Kasus Cukai Rokok (foto: Okezone)
JAKARTA - Komisi Pemberantasan Korupsi (KPK) didesak mengungkap secara terang dugaan praktik mafia cukai rokok ilegal, nan diduga melibatkan jaringan pengusaha dan oknum di lingkungan Direktorat Jenderal Bea dan Cukai, Kementerian Keuangan.
Desakan tersebut menguat setelah KPK memeriksa seorang pengusaha rokok asal Jawa Tengah berinisial LEH pada Selasa, 31 Maret 2026, guna mendalami sistem pengurusan cukai di Ditjen Bea dan Cukai.
Juru Bicara KPK, Budi Prasetyo mengatakan, interogator mengonfirmasi kepada LEH mengenai proses nan dijalani sebagai pengusaha rokok dalam mengurus cukai. Pemeriksaan itu merupakan bagian dari upaya menelusuri kemungkinan adanya penyimpangan, suap, alias gratifikasi dalam proses tersebut.
KPK juga menjadwalkan pemeriksaan terhadap dua pengusaha rokok lainnya, ialah Rokhmawan dan Benny Tan. Namun, keduanya tidak memenuhi panggilan interogator di Gedung Merah Putih KPK, Kuningan Persada, Jakarta Selatan.

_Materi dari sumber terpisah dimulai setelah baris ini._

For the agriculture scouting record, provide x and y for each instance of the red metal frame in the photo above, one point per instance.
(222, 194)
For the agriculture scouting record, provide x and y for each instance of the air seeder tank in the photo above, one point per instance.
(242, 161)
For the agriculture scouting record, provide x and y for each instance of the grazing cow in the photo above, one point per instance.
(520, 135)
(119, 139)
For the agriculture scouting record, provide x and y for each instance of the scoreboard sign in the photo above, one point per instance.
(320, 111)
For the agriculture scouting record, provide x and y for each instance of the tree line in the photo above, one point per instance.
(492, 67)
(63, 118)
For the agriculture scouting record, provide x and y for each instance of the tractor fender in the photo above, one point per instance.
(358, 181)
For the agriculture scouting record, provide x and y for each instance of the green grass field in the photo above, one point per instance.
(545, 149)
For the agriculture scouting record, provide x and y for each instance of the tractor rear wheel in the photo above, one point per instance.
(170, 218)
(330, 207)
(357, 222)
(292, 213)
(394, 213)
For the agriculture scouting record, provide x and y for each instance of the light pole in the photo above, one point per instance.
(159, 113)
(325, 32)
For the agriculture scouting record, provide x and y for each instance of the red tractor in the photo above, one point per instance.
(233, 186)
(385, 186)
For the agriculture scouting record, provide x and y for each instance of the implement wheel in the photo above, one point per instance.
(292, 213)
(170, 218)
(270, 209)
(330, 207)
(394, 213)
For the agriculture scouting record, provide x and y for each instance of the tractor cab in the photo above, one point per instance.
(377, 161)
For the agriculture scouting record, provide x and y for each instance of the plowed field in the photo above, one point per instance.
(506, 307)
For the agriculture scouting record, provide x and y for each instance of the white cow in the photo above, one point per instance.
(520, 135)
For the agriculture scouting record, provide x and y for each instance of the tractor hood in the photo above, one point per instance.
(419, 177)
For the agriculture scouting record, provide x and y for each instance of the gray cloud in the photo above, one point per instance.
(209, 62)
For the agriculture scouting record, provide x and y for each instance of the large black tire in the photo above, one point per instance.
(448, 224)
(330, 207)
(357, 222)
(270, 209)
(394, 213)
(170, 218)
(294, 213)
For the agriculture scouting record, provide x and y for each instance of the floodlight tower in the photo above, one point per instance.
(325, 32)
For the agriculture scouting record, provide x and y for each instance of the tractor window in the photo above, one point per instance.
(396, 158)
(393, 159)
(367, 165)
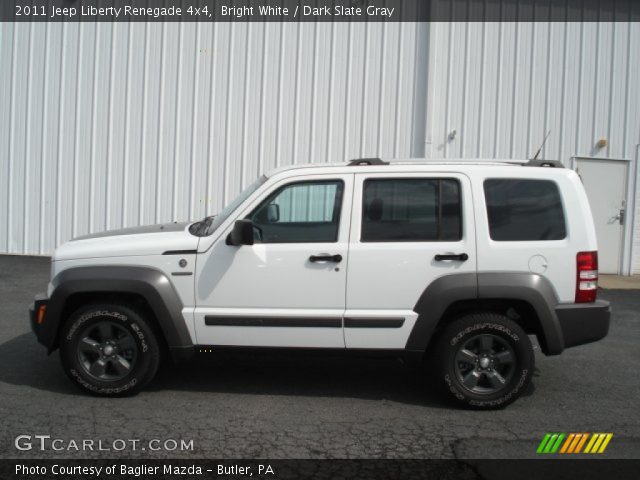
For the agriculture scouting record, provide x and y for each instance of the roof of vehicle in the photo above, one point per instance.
(365, 164)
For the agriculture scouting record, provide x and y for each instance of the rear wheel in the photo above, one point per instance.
(483, 360)
(109, 349)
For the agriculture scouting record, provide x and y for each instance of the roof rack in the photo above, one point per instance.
(544, 163)
(366, 161)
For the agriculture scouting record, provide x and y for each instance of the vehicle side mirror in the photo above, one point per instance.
(273, 213)
(242, 233)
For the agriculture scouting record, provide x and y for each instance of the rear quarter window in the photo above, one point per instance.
(524, 210)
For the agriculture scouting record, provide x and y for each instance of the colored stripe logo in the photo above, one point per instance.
(572, 443)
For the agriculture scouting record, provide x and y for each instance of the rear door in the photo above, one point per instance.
(407, 230)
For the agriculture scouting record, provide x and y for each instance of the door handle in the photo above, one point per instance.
(462, 257)
(325, 257)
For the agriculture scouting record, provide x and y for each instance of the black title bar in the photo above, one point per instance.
(317, 10)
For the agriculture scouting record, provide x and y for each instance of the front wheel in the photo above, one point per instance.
(109, 349)
(483, 360)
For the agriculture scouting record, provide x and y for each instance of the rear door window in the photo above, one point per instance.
(411, 210)
(523, 209)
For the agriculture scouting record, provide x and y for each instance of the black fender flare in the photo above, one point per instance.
(151, 284)
(526, 286)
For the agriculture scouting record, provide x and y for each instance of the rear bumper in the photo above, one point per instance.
(39, 300)
(583, 322)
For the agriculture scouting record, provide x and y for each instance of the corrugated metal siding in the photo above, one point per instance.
(110, 125)
(501, 86)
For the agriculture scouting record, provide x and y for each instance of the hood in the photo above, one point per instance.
(145, 240)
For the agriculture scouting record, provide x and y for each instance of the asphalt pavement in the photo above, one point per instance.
(306, 405)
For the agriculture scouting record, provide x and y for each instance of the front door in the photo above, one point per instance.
(288, 289)
(407, 230)
(605, 182)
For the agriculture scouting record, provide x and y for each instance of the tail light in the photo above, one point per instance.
(586, 277)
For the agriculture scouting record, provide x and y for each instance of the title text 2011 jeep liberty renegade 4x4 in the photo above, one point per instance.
(460, 261)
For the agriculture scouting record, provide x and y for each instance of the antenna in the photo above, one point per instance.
(540, 149)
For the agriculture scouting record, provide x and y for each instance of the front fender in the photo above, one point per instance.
(149, 283)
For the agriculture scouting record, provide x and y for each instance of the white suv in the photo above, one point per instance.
(461, 261)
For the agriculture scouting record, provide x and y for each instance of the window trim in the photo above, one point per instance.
(339, 193)
(520, 179)
(439, 214)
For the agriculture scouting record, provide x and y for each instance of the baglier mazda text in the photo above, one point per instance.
(457, 262)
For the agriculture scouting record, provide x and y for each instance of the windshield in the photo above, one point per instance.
(208, 225)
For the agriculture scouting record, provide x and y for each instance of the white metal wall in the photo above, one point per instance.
(110, 125)
(501, 86)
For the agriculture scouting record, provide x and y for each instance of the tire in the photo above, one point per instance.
(483, 361)
(109, 350)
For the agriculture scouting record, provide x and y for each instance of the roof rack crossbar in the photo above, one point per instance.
(544, 163)
(367, 161)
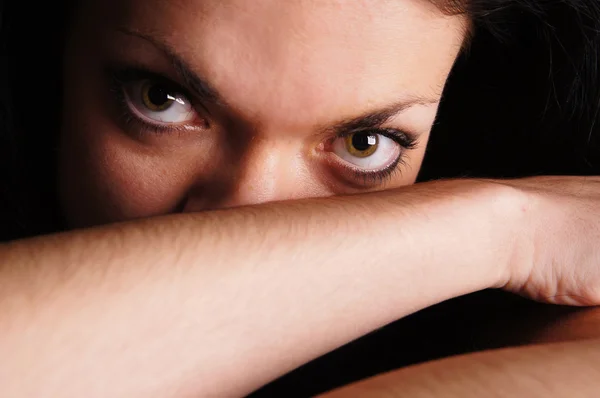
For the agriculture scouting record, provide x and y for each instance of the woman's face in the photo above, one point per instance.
(188, 105)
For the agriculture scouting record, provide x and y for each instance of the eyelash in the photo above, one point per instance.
(405, 140)
(120, 77)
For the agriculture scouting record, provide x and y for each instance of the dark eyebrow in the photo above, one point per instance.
(205, 91)
(376, 119)
(197, 84)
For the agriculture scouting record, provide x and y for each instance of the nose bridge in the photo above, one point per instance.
(269, 171)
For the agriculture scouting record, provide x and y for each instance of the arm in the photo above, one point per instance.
(556, 370)
(220, 303)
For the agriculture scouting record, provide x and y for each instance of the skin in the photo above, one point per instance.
(59, 315)
(283, 86)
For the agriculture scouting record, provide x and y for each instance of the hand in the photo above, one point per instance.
(558, 249)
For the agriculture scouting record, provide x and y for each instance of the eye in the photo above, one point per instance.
(367, 150)
(157, 103)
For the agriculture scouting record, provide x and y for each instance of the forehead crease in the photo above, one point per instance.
(302, 64)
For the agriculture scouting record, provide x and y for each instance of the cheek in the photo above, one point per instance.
(102, 180)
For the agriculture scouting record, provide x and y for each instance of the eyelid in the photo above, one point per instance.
(405, 139)
(135, 73)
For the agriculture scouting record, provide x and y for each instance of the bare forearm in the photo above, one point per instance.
(220, 303)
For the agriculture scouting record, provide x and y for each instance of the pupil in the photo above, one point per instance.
(363, 142)
(158, 95)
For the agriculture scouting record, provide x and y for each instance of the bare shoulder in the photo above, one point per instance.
(564, 369)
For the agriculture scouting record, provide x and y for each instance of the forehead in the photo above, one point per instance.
(306, 58)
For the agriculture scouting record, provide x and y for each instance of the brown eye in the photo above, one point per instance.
(361, 144)
(366, 150)
(157, 103)
(156, 97)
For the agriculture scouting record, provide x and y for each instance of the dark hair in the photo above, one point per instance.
(523, 98)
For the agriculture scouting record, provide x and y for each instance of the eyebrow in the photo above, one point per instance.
(206, 92)
(197, 84)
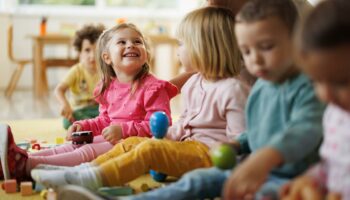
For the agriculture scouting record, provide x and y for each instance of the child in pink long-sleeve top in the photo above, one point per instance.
(127, 96)
(214, 112)
(324, 52)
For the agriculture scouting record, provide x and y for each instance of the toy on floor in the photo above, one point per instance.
(223, 157)
(115, 191)
(159, 124)
(59, 140)
(51, 195)
(82, 137)
(26, 188)
(10, 186)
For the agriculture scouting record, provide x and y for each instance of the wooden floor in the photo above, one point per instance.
(23, 105)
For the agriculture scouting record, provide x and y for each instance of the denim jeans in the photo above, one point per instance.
(206, 183)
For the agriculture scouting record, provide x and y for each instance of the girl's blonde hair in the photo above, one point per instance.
(209, 37)
(107, 72)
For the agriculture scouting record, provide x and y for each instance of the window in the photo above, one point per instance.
(143, 3)
(57, 2)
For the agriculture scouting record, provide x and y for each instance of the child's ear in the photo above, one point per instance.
(106, 58)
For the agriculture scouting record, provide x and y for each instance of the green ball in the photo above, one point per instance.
(223, 157)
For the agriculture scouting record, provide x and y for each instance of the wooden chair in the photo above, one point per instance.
(158, 40)
(20, 64)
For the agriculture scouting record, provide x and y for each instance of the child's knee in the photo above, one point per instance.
(147, 147)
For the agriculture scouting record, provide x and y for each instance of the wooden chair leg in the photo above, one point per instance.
(14, 80)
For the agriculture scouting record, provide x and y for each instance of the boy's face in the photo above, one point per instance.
(266, 47)
(330, 70)
(87, 54)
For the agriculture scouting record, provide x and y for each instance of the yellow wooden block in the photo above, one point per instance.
(59, 140)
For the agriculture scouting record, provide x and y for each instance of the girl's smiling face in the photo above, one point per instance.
(126, 52)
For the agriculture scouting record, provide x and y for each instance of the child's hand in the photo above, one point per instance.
(112, 133)
(73, 128)
(247, 178)
(333, 196)
(67, 112)
(301, 188)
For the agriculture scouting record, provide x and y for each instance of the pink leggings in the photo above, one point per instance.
(70, 155)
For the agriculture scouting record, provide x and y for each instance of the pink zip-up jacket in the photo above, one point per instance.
(131, 111)
(213, 111)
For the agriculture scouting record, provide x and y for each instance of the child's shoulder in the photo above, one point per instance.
(295, 83)
(152, 83)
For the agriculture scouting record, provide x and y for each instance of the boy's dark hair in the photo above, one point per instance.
(328, 25)
(89, 32)
(255, 10)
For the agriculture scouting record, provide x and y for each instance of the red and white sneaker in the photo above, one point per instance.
(13, 158)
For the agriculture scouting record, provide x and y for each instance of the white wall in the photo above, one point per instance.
(26, 25)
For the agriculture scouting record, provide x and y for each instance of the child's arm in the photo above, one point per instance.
(157, 98)
(181, 79)
(234, 101)
(311, 185)
(303, 188)
(299, 140)
(247, 178)
(60, 92)
(97, 124)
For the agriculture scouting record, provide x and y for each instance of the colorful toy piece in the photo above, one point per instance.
(115, 191)
(59, 140)
(26, 188)
(159, 124)
(82, 137)
(10, 186)
(36, 146)
(223, 157)
(157, 176)
(51, 195)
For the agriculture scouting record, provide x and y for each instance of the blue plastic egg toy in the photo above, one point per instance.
(159, 124)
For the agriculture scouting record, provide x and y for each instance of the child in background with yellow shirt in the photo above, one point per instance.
(81, 79)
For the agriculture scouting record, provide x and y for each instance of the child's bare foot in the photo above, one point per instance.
(13, 158)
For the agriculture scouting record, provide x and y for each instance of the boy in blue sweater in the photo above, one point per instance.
(283, 114)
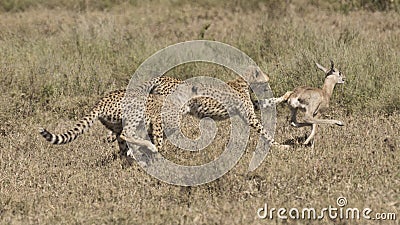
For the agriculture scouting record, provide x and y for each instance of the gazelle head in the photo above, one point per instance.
(332, 73)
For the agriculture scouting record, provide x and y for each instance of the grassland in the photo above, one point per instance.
(57, 59)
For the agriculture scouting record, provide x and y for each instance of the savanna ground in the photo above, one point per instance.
(58, 58)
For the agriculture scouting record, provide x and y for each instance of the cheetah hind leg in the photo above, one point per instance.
(111, 137)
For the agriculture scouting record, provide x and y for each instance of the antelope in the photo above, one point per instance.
(312, 101)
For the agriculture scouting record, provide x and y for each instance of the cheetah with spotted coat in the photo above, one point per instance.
(109, 110)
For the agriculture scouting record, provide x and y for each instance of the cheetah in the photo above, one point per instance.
(109, 110)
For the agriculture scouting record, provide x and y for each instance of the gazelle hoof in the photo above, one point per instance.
(340, 123)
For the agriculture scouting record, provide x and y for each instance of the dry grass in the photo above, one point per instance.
(56, 62)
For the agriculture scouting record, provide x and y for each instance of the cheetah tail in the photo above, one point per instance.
(84, 124)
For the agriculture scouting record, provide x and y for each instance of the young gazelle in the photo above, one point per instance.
(311, 100)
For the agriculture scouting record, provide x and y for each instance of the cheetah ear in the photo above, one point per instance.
(321, 68)
(194, 90)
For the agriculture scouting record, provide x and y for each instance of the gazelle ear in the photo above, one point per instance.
(321, 68)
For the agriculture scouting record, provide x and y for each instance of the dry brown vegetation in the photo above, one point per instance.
(57, 60)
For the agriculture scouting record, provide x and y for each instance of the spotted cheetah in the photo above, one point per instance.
(109, 110)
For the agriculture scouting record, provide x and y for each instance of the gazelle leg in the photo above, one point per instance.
(311, 137)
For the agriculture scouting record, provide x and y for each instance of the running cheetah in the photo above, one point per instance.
(109, 110)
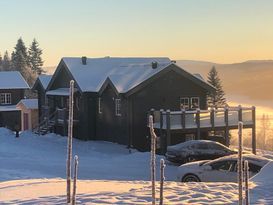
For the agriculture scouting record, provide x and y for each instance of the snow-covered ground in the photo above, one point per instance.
(32, 171)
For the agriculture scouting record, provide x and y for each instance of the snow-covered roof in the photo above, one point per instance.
(125, 73)
(12, 80)
(29, 103)
(6, 108)
(45, 79)
(60, 92)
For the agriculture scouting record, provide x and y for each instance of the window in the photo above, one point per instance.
(117, 107)
(184, 103)
(5, 98)
(99, 106)
(194, 102)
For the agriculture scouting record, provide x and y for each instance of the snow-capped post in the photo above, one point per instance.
(246, 177)
(69, 142)
(153, 146)
(162, 179)
(240, 164)
(76, 163)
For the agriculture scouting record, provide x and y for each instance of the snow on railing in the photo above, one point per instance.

Ketidakhadiran dua saksi tersebut dinilai semakin memperkuat dugaan bahwa perkara ini tidak sederhana dan berpotensi melibatkan jaringan nan lebih luas.
Informasi nan beredar menyebutkan, KPK juga telah meminta penjelasan terhadap 17 perusahaan rokok di wilayah Jawa Timur, Jawa Tengah, dan Daerah Istimewa Yogyakarta. Langkah ini mengindikasikan investigasi mulai mengarah pada penelusuran pola dan jaringan dalam praktik cukai rokok ilegal.
Menanggapi perihal tersebut, Direktur Eksekutif Centre for Budget Analysis (CBA), Uchok Sky Khadafi menegaskan, bahwa perdagangan rokok terlarangan merupakan kejahatan serius nan merugikan penerimaan negara dari sektor cukai dan pajak, serta merusak tata kelola industri tembakau.
Menurutnya, praktik tersebut tidak mungkin berkembang tanpa lemahnya pengawasan, pembiaran, alias dugaan keterlibatan oknum aparat.